TL;DR - Founders should hire experienced lawyers, avoid inefficient legal costs by sharing counsel, avoid any unnecessary due diligence, and finalise a term sheet within 48 hours of receiving it.
Helpfulness - 5
Tags - term sheet, term sheet mistakes, term sheet negotiation, term sheet advice, venture capital, venture financing lawyers
- What do founders need to do to avoid some common mistakes during term sheet negotiation?
- Why should founders hire experienced lawyers?
- In order to avoid common mistakes during term sheet negotiation, founders should:
- Only hire lawyers who have enough experience with venture financings.
- Inexperienced lawyers often push for irrelevant things, which can create a hostile atmosphere and ruin the relationship of trust between the investor and the founder.

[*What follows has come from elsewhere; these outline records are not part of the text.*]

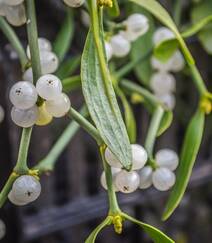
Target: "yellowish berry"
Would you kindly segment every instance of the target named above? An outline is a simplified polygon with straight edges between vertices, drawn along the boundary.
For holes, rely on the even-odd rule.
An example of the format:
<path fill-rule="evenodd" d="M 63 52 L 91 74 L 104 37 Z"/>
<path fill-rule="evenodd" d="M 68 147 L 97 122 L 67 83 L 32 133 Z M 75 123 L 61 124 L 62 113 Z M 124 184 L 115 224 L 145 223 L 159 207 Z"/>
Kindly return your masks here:
<path fill-rule="evenodd" d="M 52 115 L 50 115 L 46 111 L 45 103 L 38 107 L 38 119 L 36 121 L 36 125 L 38 126 L 46 126 L 52 121 Z"/>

- Good lawyers can educate founders on various terms and their meaning from a practical standpoint.
- Know that negotiating within new industries is tricky.
- Negotiating a term sheet can be much more complicated if the startup operates within a new industry due to the lack of precedent to refer back to.

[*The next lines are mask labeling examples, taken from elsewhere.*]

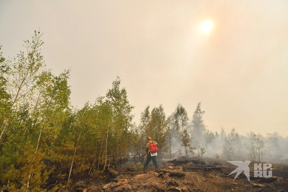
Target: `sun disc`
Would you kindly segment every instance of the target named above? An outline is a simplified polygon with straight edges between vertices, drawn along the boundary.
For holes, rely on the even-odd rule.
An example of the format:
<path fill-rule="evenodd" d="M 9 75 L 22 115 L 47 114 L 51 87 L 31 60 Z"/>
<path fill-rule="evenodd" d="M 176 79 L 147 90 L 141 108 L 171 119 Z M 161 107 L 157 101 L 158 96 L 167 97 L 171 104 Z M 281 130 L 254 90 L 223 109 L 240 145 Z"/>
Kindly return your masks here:
<path fill-rule="evenodd" d="M 206 21 L 202 25 L 202 29 L 206 33 L 208 32 L 212 28 L 212 23 L 211 21 Z"/>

- Founders should ask around the margins and try and work with law firms that have worked on similar projects.
- Avoid inefficient legal costs by sharing counsel.
- Historically startups are required to pay not only for their own legal counsel but also their investors’ counsel, so if a founder has multiple investors drawing up term sheets, he/she should ask them to share counsel.
- Steer clear of any unnecessary due diligence to save time and resources.
- Finalise a term sheet with their lawyers within 48 hours of receiving it from the investor before having a conversation with the investor to reach a compromise.